There are no other words I can say to make things better ... I am so, so very sorry. ((HUGS))

K said...

My heart is breaking for you as I read this. I am so so so sorry. You are in my thoughts. *hugs*

LFCA

Sunny said...

I'm here via LFCA. What a nightmare... I am terribly sorry for your loss and what you had to go through.

Rach said...

No words, except I'm so very sorry and even though don't seem like enough.

xxx

Myndi said...

Here from LFCA. I am so very, very sorry for your loss. No one should have to go endure this kind of pain.

Trust me when I say, it will take time, but it will get better though it doesn't seem like it now. It has been 8 weeks since my loss and there are more good days than bad. This isn't something you get over, it's something you get through. Still, there is peace to be found on the other side of it.

Take care of yourself. Do whatever you need to grieve and work through it. And let others take care of you however they are able.
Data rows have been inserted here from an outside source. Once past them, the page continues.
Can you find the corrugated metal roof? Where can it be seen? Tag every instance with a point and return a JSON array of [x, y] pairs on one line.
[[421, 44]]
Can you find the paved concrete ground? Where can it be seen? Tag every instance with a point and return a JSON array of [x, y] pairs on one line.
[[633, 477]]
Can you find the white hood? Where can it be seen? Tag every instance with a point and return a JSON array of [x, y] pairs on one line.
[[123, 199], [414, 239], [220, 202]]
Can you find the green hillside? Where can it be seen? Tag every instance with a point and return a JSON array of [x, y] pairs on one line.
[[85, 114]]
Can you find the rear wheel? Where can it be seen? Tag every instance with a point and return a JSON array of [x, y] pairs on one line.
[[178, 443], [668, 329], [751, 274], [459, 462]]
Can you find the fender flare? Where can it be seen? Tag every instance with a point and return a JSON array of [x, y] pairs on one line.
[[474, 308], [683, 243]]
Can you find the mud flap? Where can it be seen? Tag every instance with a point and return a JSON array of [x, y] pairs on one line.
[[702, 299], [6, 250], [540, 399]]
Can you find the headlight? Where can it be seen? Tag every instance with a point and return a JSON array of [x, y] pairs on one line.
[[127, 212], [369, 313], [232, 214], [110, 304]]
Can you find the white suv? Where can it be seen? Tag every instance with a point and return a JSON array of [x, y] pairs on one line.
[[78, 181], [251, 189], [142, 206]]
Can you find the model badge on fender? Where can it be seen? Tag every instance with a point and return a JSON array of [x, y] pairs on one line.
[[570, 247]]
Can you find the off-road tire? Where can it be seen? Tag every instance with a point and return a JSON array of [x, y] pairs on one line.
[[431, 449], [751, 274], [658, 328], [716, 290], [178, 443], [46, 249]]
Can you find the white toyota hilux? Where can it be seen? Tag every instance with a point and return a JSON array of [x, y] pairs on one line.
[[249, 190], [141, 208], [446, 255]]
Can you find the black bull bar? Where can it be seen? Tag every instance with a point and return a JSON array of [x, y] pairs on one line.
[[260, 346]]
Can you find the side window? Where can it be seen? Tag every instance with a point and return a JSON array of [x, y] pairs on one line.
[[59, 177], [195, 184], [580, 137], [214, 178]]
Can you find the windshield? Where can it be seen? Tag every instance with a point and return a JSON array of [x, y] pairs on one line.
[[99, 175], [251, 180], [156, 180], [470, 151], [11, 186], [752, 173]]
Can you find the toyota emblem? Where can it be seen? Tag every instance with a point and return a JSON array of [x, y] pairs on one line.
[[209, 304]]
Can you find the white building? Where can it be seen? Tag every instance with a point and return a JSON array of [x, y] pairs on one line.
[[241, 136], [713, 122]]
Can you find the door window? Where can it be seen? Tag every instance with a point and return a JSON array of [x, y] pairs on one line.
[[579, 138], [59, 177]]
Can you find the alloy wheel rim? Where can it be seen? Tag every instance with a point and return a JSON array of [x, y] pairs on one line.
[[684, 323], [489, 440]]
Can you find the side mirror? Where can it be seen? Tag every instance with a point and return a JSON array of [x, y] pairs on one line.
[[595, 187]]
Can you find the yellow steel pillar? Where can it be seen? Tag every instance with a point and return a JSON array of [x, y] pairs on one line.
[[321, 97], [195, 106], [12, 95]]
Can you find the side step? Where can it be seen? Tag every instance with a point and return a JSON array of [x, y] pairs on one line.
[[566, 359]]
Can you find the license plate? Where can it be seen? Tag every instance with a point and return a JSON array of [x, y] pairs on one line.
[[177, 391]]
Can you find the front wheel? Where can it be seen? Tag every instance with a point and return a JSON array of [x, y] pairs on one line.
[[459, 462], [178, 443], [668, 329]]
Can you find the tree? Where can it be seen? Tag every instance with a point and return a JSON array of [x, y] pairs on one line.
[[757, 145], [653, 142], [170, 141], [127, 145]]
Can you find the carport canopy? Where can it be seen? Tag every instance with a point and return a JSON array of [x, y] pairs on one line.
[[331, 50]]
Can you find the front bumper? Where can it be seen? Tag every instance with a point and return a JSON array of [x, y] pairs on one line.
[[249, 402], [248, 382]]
I'll be thinking of you and hoping that you find some peace sooner rather than later.

Mrs. Misfits said...

Also here from the LFCA. I am deeply sorry for your loss. It's unfair and rotten and my thoughts are with you during this time.

nh said...

Here from LFCA
I'm so sorry. Make sure that you look after yourself, and do what you need to do.

Amanda said...

I am so sorry for your loss. Thinking of and praying for you and your husband.

Here from LFCA.

Wendy said...

just stopping by from LFCA - I am so sorry that you had to go through this - it is a very lonely and scary time so be sure you reach out and talk to ppl when you feel up to it - it helped me a bit but what really helped was this community. Take care

Elaine VanDRiver said...

I am so sorry.

Elaine
LFCA

Hanen said...

Just found you via LFCA. So sad to hear. It is such a huge physical trauma, you may find the emotional bit takes a while to fully hit. Sending huge hugs and thoughts xxxh

biojen said...

I'm here from LFCA, I'm so, so sorry. Words just can't say how much this sucks. Take care of yourself.

Jem said...

So, so sorry. Thank you for sharing your story.

Anonymous said...

Here from LFCA. What a horrible experience, I am SO SO sorry for your loss.

Will be praying for you and DH to heal emotionally from this loss.

xxx

maxandzuzu said...

I'm so sorry that you had to go through this. Thank you for sharing your story. You're in my thoughts.